Where Writers Get No Support
Where do writers get no, or very little, support? Virtually everywhere! However, a few places are surprising: publishers and academia.
One would think that publishers would consistently support writers, because writers are their raison d’etre. But that is only too often not true. For those publishers whose primary concern is making money, they are typically as supportive of their writers as the owners of a big company are of their employees. If one’s employee makes a lot of money for the folks in charge, he or she is amply (often too amply) rewarded. If not—well, we all know about minimum wages. Writers are well advised to read carefully any contracts with a major, commercial publisher.
The obvious exceptions are the small, literary press publishers. They know they’re not going to get any real financial return for their efforts. They do what they do out of love for literature. They are a noble lot and too often maligned by frustrated writers who fail to be chosen by them for publication.
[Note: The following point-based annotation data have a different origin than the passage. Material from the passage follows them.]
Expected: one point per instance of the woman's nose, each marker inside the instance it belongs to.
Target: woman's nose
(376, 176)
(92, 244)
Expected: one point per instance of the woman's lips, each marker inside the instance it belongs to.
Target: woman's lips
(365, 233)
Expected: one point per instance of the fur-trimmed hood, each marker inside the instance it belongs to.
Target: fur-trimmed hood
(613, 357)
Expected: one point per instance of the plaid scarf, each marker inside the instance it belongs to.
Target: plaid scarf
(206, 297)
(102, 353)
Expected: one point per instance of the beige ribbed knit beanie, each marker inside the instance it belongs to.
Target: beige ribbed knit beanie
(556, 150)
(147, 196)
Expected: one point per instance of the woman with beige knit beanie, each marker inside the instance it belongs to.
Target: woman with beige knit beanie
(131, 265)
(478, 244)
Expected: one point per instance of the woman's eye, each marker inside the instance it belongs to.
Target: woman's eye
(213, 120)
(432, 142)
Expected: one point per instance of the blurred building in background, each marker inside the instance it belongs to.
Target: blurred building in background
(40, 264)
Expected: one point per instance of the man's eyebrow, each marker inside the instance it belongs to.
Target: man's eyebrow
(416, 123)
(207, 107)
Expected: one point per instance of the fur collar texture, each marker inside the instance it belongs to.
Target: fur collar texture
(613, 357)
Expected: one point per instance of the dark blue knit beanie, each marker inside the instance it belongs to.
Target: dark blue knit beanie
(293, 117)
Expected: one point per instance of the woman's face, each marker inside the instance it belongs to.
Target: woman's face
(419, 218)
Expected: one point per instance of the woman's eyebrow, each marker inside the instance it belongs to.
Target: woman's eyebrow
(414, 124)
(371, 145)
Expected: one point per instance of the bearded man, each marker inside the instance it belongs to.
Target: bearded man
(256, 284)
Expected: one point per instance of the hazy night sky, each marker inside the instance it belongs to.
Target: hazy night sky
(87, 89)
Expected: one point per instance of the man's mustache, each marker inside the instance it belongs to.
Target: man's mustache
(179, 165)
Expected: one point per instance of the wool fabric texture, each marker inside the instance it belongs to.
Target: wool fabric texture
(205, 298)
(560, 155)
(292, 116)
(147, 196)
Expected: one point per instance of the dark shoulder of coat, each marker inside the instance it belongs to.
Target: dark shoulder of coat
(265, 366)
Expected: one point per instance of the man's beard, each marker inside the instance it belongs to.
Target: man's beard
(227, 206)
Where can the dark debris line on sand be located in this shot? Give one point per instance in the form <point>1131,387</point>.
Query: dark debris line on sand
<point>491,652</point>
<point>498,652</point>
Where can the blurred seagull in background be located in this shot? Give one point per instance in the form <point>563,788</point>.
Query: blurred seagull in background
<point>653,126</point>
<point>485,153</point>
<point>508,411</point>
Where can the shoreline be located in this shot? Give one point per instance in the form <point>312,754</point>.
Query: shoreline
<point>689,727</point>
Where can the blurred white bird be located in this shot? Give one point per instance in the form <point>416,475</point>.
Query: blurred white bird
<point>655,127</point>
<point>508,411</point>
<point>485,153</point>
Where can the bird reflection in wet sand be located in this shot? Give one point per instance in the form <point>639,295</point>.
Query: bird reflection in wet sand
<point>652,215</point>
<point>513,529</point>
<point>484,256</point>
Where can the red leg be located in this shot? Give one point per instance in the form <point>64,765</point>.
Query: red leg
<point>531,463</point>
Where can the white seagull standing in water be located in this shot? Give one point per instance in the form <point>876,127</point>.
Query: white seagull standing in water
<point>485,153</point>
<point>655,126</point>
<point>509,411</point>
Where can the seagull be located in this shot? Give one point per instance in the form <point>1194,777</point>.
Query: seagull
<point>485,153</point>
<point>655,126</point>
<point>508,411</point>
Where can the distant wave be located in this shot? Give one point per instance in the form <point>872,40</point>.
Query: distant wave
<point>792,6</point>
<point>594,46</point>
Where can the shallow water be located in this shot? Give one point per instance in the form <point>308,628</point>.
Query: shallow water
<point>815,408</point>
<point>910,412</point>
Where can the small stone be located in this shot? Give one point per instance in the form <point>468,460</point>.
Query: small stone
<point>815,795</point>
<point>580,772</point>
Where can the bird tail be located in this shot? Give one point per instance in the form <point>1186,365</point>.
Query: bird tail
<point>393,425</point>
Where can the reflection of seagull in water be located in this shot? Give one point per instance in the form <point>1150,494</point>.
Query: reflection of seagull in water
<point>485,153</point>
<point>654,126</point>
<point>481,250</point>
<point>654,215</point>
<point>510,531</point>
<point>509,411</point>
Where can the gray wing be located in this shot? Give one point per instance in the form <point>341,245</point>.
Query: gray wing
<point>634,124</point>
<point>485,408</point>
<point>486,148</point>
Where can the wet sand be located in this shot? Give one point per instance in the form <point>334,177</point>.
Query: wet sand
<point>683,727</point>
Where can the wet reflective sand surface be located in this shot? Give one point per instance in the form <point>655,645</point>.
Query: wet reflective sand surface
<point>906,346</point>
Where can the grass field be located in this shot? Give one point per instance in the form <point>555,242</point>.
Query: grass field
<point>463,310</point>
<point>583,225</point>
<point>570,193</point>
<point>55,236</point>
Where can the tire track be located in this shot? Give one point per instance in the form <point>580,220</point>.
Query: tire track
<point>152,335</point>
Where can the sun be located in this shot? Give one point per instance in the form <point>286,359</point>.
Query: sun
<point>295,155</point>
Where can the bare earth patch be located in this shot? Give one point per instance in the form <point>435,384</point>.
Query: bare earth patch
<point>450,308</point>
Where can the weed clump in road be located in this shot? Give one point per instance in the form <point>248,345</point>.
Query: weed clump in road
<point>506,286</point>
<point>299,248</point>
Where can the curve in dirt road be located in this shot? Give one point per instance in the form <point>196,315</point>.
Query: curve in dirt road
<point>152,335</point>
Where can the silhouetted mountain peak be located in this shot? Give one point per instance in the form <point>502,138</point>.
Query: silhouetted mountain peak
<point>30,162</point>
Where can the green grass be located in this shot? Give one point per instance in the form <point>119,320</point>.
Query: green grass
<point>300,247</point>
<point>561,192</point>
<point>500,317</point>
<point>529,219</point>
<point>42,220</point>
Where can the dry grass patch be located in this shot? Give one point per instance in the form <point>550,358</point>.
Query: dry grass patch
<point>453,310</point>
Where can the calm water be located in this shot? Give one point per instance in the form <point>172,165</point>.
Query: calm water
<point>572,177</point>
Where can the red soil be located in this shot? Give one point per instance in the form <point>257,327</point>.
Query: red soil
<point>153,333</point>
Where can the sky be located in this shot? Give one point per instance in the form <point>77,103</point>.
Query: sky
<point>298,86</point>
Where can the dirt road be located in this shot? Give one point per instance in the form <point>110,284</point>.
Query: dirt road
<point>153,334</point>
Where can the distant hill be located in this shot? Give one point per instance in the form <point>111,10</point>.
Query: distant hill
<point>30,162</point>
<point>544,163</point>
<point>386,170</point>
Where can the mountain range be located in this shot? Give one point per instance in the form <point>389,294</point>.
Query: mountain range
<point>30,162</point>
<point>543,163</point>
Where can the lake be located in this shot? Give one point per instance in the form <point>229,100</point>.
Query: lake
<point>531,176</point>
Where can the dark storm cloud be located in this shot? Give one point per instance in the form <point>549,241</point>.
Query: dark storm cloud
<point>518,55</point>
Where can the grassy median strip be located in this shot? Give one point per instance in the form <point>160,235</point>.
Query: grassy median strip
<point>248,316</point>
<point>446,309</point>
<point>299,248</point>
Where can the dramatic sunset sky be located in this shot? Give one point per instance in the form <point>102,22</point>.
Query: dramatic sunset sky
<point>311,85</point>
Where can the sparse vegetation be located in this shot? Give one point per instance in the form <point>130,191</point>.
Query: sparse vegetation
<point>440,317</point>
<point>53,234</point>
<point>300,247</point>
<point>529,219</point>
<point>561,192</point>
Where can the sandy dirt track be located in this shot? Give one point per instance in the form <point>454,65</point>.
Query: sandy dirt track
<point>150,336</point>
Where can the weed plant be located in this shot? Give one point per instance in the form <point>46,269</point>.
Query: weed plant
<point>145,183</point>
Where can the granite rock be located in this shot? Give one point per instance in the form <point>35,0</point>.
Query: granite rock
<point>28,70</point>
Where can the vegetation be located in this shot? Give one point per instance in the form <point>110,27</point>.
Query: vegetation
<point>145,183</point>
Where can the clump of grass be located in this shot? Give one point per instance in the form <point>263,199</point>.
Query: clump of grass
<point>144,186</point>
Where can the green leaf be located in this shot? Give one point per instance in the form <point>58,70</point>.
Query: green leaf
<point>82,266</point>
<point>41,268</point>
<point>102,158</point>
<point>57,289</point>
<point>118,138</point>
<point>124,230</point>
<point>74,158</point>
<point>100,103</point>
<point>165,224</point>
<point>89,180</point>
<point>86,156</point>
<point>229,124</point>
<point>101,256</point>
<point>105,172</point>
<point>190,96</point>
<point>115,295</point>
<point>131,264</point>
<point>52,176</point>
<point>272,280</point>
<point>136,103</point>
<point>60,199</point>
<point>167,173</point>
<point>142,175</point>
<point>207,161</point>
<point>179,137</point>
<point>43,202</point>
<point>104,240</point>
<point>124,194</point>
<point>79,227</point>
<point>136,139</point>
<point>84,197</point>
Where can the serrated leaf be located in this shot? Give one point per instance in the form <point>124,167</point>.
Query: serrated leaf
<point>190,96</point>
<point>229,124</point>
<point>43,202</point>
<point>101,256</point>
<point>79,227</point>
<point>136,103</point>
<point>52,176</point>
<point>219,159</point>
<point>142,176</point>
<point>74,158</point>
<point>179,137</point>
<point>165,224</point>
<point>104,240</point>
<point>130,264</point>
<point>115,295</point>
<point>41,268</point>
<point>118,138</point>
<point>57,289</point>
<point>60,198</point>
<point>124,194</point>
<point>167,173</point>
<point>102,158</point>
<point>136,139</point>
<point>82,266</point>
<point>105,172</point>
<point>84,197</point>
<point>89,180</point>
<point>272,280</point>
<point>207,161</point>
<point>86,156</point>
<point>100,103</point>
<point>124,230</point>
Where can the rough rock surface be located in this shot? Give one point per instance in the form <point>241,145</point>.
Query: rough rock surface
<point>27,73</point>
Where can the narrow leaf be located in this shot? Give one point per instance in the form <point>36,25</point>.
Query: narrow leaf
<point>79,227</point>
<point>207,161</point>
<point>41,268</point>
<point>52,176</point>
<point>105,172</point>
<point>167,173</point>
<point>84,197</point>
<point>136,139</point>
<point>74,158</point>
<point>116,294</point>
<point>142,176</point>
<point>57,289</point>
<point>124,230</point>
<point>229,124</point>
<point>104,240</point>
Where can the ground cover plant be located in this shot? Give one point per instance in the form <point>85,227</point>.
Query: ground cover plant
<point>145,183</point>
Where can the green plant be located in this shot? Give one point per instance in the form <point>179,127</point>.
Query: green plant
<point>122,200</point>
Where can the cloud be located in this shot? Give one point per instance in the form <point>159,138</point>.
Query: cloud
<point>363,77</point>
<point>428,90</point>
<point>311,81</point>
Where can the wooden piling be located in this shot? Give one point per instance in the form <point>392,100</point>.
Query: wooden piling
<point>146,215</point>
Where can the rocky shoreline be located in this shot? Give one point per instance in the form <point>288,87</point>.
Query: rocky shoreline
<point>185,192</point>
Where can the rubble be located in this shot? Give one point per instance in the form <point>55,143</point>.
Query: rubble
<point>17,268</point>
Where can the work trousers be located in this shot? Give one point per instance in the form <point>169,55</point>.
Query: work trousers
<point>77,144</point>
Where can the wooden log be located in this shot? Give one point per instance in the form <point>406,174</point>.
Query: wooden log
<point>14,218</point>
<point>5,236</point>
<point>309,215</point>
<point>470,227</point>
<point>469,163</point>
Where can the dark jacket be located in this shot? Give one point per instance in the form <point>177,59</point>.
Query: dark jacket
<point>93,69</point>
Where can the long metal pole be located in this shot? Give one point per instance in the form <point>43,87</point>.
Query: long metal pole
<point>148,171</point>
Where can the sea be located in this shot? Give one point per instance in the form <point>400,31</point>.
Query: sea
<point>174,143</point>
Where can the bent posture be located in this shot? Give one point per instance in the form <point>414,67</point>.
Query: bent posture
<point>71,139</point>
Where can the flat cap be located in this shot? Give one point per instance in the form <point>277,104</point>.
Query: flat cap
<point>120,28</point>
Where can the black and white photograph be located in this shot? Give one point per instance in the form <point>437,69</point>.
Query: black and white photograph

And academics?! You’d certainly expect English profs to care about literature, but too often all they care about is their careers. Next time you’re at a poetry reading or book launch, look around and see how many profs are present. Writers sometimes get lucky and land a temporary gig at a university or college—where they are paid less than a prof on the lowest rung of the professorial pay scale. Anyone hoping to make money from literature should know a graduate degree is worth more than a hundred literary publications—and a lot easier to obtain.
Again, there are exceptions. But you won’t find many significant writers who earned their daily bread as English Lit profs. Hell, more made a living as short-order cooks!